Excel is designed to create printable documents. It might be not obvious for non-developpers, but please, please, please understand that Excel is not a tool to edit application data. In databases, data is not stored as a 1x1 table with columns containing Word-like text. Computers don’t “read” documents, computers don’t understand a layout designed to be printed.

For simple lists, developpers like text. Raw text, made with text editors like Wordpad, Nodepad++, BBEdit or Context. Instead of rows, just use lines. It might be a bit less handy than Excel, but it might save a lot of time to developpers who have to use the data.

A few days ago, I was asked to merge translations of country names in a web form. An english-speaking user would see “Germany”, while a french-speaking user would see “Allemagne” in the list. Easy, very easy, especially since every country-name was already handled by a gettext interface. The relevant entries in the .po files just had to be translated. A colleague made a web-based interface in order to edit the .po files, although it that interface is not very handy for mass translations like a country list.

It’s why I was sent a .rar file with Excel sheets. In one column, there was a cut/paste of the original list as seen in internet explorer (probably, since there were HTML attributes and unrelated entries), in another column there were translations, and sometimes a comment in another column. Something very simple to parse. But it actually took me hours to do it.

Why?

Out of 4 Excel files, 3 were saved as Office 2007 XML documents.

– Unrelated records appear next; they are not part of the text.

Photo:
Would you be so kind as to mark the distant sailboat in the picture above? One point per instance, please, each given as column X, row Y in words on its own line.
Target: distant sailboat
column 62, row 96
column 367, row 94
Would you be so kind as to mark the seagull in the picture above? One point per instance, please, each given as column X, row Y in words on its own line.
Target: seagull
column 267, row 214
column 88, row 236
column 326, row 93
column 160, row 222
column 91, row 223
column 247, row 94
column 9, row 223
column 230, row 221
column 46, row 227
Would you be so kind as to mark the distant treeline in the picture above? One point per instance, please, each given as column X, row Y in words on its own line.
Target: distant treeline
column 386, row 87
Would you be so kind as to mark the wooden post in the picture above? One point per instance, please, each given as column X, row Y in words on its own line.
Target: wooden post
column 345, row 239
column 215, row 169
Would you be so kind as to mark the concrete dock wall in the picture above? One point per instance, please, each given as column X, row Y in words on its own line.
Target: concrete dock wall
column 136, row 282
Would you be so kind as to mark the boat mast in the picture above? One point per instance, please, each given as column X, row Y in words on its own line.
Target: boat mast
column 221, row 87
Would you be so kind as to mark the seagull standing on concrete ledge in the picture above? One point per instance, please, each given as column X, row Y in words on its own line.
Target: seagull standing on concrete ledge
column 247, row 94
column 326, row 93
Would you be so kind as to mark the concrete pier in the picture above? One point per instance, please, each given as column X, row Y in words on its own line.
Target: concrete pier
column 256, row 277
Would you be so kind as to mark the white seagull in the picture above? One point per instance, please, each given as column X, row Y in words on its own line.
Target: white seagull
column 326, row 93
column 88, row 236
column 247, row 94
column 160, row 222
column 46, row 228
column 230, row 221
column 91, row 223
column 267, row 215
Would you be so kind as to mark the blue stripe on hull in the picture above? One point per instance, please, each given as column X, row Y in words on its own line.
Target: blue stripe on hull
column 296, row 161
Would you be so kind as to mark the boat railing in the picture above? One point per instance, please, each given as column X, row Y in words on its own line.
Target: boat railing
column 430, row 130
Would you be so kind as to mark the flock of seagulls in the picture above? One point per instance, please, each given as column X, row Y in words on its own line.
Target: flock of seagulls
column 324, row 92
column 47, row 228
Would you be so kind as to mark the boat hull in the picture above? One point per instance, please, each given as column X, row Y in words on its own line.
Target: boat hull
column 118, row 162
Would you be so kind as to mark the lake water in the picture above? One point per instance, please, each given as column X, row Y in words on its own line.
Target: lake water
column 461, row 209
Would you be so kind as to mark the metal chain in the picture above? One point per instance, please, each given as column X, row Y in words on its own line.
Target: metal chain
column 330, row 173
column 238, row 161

Gnumeric was unable to open those files. Google Spreadsheets was unable to open those files. Openoffice (even version 2.1) was unable to open those files. Back home, I tried with Excel on my Mac. Yes, I bought the Microsoft Office suite for OSX. It was able to open the files. Wow. But the CSV exports were… very odd. End of lines were single \r, not \n. A small Perl script changed that. But there was still something wrong with the charset. Non-ASCII characters weren’t properly rendered. It was not Latin-15. It was not UTF-8, iconv refused it. The file command wasn’t able to discover what it was. Finally, I used Excel to save these documents as Excel-97 files, then I downloaded and installed OpenOffice, the Excel-97 files were loaded by OpenOffice and they could be exported as CSV-files that could be easily parsed and exported as .po files by yet another small Perl script. A big waste of time just because the original files were Excel documents. The content of these documents was text. No text formatting, no meaningful cells decorations, nothing but standard text, that was even written in a way that could be easily parsed. But it took hours just because it hasn’t been saved as text.

So please, if you send data to developpers, don’t use Excel. Either send raw text, or use the web-based interface (or if there’s none, ask them to write one, with a framework like Ruby On Rails it’s damn fast to do, and probably faster than it would be to postprocess Excel files). Thank you.